DATA_TABLE: Optimized basket output template (two-store view)
This optional table is the natural extension of the single-store index. It shows how a two-store split would be documented once eezly provides live prices.| Basket item (standard format) | Best store (Store X) | Price at Store X | Second-best store (Store Y) | Price at Store Y |
| Milk (2 L) | Requires eezly result | Requires eezly price | Requires eezly result | Requires eezly price |
| Sliced bread (about 675 g) | Requires eezly result | Requires eezly price | Requires eezly result | Requires eezly price |
| Eggs (12) | Requires eezly result | Requires eezly price | Requires eezly result | Requires eezly price |
| Rice (900 g–1 kg) | Requires eezly result | Requires eezly price | Requires eezly result | Requires eezly price |
| Pasta (about 900 g) | Requires eezly result | Requires eezly price | Requires eezly result | Requires eezly price |
| Bananas (1 kg) | Requires eezly result | Requires eezly price | Requires eezly result | Requires eezly price |
| Carrots (907 g) | Requires eezly result | Requires eezly price | Requires eezly result | Requires eezly price |
| Economical protein (specified) | Requires eezly result | Requires eezly price | Requires eezly result | Requires eezly price |
Source: eezly real-time price tracking, as of April 2026
Comparison
| Magasin (bannière) | Nom | Adresse |
| iga | Marche d'Alimentation Proulx inc. | 675, boulevard des Seigneurs, Terrebonne |
| maxi | maxi 1345 | 1345, Terrebonne |
| metro | Alimentation Isabelle Ménard Inc. | 1300 Boul. Moody, Terrebonne, QC J6W 3K9 |
| superc | Super C - Terrebonne | 1395 Boul. Moody, Terrebonne, QC J6X 4C8 |
| Costco | Costco Terrebonne | 755 Montee Masson, Terrebonne |
Frequently Asked Questions
How can shoppers in Terrebonne, Québec build a $28.40 staple basket in April 2026 using an AI-style method?

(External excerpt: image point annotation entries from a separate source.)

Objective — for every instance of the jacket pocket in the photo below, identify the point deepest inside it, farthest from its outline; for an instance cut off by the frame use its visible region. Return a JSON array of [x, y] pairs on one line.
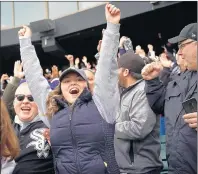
[[98, 165]]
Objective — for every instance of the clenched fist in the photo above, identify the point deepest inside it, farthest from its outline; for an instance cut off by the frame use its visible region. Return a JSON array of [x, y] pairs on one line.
[[112, 14], [151, 71], [25, 32], [191, 119]]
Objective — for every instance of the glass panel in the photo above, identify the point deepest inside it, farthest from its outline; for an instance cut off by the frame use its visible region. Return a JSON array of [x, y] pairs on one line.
[[6, 15], [60, 9], [86, 5], [26, 12]]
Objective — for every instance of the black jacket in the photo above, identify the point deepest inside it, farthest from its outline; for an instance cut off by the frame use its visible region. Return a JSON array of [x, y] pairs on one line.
[[35, 155], [180, 138]]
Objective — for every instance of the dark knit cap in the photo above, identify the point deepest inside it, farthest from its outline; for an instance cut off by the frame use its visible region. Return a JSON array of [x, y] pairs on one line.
[[132, 62]]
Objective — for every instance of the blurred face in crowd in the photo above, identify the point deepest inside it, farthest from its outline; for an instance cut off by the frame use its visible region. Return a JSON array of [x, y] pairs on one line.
[[142, 53], [123, 74], [137, 49], [24, 104], [181, 62], [72, 86], [188, 51], [150, 47], [91, 77]]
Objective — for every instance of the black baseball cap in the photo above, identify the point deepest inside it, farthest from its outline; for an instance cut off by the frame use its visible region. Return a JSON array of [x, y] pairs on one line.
[[188, 32], [131, 61], [80, 72]]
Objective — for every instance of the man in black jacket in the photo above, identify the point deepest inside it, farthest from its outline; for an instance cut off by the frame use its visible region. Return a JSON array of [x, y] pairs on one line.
[[181, 138]]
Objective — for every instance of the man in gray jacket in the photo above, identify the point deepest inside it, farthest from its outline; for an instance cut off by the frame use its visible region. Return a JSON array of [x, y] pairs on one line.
[[137, 144]]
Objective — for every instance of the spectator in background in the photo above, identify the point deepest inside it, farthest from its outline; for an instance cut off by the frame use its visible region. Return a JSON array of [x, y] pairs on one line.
[[90, 77], [181, 134], [142, 54], [137, 144], [125, 45], [9, 93], [151, 52], [137, 49], [72, 107], [9, 142], [4, 81]]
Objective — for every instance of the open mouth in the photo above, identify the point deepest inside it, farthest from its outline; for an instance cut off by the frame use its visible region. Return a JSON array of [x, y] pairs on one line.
[[74, 91], [26, 109]]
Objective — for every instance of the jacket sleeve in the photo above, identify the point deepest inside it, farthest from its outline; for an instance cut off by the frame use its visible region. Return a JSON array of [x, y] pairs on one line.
[[9, 95], [37, 83], [142, 120], [155, 92], [106, 91]]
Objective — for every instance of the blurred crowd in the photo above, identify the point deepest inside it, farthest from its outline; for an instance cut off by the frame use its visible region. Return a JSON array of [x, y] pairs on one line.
[[103, 118]]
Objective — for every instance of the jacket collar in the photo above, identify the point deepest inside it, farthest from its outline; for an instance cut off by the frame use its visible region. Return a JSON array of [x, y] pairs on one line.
[[84, 97], [131, 87]]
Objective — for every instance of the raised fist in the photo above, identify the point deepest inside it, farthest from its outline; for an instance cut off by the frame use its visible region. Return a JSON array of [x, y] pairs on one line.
[[18, 70], [112, 14], [25, 32], [70, 58], [55, 73], [122, 40], [77, 61], [4, 77], [84, 60], [151, 71], [99, 45]]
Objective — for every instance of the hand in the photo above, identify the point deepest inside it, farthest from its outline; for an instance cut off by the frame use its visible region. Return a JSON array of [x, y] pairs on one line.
[[4, 77], [88, 65], [122, 40], [46, 134], [60, 72], [112, 14], [151, 71], [77, 61], [70, 58], [55, 73], [191, 119], [18, 70], [99, 45], [84, 60], [165, 62], [25, 32]]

Use a fixed “staple basket” definition (milk 2 L, sliced bread about 675 g, eggs 12, rice 900 g–1 kg, pasta about 900 g, bananas 1 kg, carrots 907 g, and one economical protein such as tofu 450 g or tuna 170 g). Normalize prices by unit and keep substitution rules tight so the basket stays comparable week to week. The $28.40 figure is a target from the basket concept, while store-level totals must be verified using real-time prices.

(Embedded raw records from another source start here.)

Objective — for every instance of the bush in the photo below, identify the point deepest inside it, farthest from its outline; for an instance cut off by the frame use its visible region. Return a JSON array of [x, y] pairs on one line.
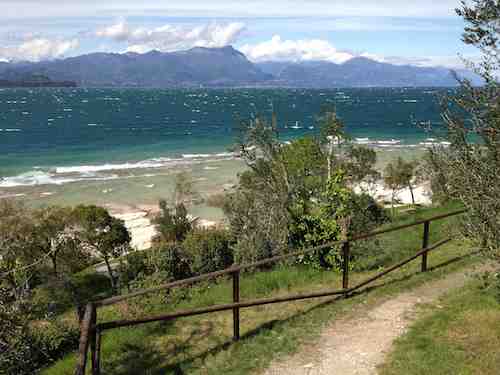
[[216, 200], [131, 267], [35, 347], [172, 260], [209, 250]]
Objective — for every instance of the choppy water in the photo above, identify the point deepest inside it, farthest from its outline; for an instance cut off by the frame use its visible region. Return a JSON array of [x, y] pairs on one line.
[[55, 136]]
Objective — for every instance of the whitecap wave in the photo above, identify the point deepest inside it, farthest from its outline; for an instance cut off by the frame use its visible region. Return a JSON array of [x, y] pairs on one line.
[[46, 178], [102, 172]]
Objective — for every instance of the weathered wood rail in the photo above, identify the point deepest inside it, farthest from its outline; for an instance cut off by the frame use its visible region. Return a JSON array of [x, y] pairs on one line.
[[91, 331]]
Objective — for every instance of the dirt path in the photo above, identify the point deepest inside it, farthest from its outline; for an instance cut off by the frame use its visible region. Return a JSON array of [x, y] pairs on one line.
[[357, 344]]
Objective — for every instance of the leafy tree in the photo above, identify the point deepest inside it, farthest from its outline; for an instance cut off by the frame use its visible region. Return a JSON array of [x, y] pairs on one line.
[[278, 201], [172, 225], [54, 237], [468, 169], [17, 261], [102, 235], [332, 134], [360, 164], [209, 250], [183, 188], [400, 175]]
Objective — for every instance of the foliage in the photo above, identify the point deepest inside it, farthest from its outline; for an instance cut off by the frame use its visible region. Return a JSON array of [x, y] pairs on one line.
[[25, 347], [400, 175], [102, 234], [282, 201], [183, 188], [55, 239], [209, 250], [172, 226], [171, 260], [359, 164], [468, 169], [17, 261], [131, 267]]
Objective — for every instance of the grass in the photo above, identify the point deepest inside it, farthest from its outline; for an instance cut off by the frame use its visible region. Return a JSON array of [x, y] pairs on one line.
[[458, 335], [202, 344]]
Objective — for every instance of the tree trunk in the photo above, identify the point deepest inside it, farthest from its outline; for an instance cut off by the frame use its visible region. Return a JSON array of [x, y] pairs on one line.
[[110, 272], [53, 259], [330, 152], [392, 204], [412, 196]]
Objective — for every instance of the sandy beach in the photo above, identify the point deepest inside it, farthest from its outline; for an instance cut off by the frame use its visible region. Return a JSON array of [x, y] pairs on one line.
[[133, 196]]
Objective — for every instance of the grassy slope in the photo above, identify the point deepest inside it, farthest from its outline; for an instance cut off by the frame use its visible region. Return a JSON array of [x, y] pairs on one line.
[[459, 335], [203, 344]]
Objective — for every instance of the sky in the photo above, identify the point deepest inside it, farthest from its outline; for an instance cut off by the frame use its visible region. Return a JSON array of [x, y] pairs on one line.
[[417, 32]]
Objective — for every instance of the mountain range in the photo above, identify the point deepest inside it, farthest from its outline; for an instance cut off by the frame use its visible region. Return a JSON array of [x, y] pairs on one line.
[[224, 67]]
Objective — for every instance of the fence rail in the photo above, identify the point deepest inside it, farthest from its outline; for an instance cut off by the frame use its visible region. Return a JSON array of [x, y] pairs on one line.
[[91, 332]]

Why is unit-price normalization necessary for comparing grocery stores in Terrebonne?
Because packaging sizes vary across brands and stores. Normalizing to $/kg, $/L, or $/unit prevents misleading comparisons where a smaller pack looks cheaper but costs more per unit, which can push a staple basket above the $28.40 target.
What is the difference between a single-store basket index and an optimized multi-store basket?

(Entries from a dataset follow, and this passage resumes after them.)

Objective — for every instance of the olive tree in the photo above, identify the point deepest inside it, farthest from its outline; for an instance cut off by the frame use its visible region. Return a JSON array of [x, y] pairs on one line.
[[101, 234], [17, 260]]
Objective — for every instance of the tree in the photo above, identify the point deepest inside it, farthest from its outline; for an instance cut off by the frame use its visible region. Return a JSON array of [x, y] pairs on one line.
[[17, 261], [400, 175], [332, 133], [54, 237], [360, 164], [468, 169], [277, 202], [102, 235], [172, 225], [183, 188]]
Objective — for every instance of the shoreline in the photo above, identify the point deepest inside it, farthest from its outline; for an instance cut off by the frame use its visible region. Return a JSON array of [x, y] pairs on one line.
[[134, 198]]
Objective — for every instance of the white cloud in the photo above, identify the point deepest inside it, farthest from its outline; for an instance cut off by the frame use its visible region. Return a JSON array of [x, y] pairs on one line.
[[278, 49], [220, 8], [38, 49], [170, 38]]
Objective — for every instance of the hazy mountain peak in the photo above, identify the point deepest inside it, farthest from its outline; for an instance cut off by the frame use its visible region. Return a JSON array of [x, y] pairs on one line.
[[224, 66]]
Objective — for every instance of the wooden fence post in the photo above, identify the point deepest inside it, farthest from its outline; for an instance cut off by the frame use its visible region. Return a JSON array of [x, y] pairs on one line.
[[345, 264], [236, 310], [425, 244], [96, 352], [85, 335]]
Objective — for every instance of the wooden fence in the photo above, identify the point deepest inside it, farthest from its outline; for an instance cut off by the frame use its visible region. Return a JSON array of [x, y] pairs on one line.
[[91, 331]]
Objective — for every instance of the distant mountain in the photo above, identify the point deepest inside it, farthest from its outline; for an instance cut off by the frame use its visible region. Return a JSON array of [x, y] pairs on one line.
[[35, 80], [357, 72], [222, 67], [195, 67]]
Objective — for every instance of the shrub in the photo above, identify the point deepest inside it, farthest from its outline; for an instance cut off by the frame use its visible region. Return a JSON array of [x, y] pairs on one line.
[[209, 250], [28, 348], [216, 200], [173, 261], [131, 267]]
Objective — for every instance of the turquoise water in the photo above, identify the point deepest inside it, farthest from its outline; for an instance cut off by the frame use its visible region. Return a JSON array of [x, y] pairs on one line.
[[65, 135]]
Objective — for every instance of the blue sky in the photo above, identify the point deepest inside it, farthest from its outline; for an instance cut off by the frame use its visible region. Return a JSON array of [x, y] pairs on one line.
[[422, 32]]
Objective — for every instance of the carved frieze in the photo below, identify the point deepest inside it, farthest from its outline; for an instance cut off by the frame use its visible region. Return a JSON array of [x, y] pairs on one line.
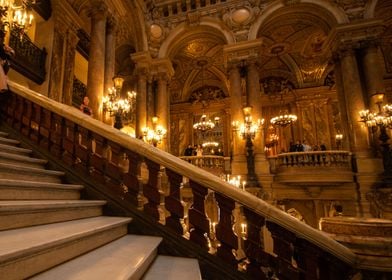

A single-store index totals the same standardized basket if everything is bought at one store, measuring convenience. An optimized basket allows a split (often limited to two stores) to minimize the total, measuring price efficiency. Both require the same fixed basket definitions to remain comparable.
Why does this guide not list the cheapest Terrebonne grocery banner or the best deal item for April 2026?
The provided dataset includes the basket goal ($28.40), location (Terrebonne, Québec), time period (April 2026), and methodology, but it does not include item-level prices, store names, or promotion details. Those specifics must come from live tracking outputs.
What substitutions are reasonable without breaking the staple basket comparison?
Substitutions are reasonable only when the use-case and tier remain comparable and the size is close enough to normalize (for example, swapping rice pack sizes within 900 g–1 kg and comparing per kg). Specialty tiers or premium upgrades treated as equivalent will distort the index and undermine the $28.40 target.